De entre os profissionais da escrita, os jornalistas e críticos de vinho e gastronomia são os que levam a melhor vida. É só viagens, passeios, festas, almoçaradas e jantaradas, muitas e longas, um constante forró. Ninguém à volta dos jornalistas sofre com isso porque, apesar das múltiplas ausências e de todas as refeições que não passam em casa, toda a gente sabe que os jornalistas nunca conseguem manter uma família por muito tempo. E os que a têm não são exemplo para este caso, porque é sabido que os jornalistas ganham tanto dinheiro que as suas mulheres, os seus maridos e os seus filhos são encaminhados de férias para a Polinésia Francesa enquanto eles se divertem à conversa com produtores, enólogos, cozinheiros, comendo e bebendo do melhor nos intervalos.
Os críticos, esses, entretêm-se a dizer mal de tudo, até do próprio trabalho.
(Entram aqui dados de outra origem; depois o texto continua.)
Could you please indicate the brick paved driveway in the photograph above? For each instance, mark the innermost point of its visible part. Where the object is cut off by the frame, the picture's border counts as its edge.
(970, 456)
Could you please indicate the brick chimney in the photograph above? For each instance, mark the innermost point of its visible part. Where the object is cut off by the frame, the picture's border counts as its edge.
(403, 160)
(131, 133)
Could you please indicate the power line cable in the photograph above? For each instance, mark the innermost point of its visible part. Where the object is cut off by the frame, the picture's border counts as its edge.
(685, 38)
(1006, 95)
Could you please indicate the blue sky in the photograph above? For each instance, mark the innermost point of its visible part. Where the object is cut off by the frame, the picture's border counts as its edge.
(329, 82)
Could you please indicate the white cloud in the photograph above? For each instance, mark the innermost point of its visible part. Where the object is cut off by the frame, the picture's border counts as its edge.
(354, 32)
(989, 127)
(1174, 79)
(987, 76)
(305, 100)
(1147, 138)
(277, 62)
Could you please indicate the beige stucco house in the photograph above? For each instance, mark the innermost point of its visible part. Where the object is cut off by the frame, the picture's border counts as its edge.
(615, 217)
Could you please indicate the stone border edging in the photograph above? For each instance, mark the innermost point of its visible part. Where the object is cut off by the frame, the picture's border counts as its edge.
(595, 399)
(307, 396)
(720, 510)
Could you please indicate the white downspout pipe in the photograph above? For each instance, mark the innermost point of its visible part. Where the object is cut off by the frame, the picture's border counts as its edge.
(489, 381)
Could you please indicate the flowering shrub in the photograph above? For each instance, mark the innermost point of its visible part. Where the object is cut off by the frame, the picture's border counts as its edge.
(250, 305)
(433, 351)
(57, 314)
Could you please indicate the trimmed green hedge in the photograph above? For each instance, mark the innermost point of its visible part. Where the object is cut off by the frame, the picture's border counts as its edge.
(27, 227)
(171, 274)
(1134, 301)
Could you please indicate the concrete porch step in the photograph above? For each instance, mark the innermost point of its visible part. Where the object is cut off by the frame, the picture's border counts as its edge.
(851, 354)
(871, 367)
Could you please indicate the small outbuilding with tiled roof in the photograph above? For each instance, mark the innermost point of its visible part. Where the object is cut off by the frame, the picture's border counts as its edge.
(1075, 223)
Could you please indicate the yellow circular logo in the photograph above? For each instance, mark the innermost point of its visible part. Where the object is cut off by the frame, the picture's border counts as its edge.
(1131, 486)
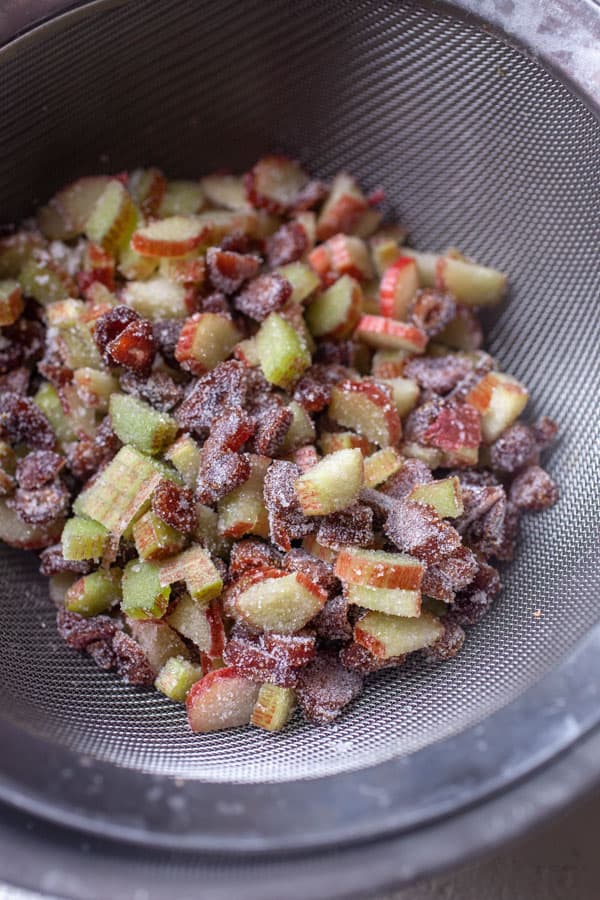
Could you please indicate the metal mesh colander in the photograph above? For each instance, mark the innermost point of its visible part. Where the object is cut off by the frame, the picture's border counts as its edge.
(477, 146)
Nos seus muitos momentos de ócio, críticos de vinho e de gastronomia divertem-se a deitar abaixo o trabalho dos produtores e chefes de cozinha que se esfalfaram para fazer um vinho ou conceber um prato. Provas de vinho? Deixem-me rir. Como é que alguém pode considerar isso trabalho? Os vinhos são todos iguais e provar, classificar e descrever cinco, vinte ou cinquenta vinhos de seguida é coisa que qualquer um faz. Cheira-se, prova-se, escrevem-se umas notinhas sobre isso e já está. Não requer esforço ou talento e não exige responsabilidade. Chamar trabalho a isso? Os jornalistas não trabalham.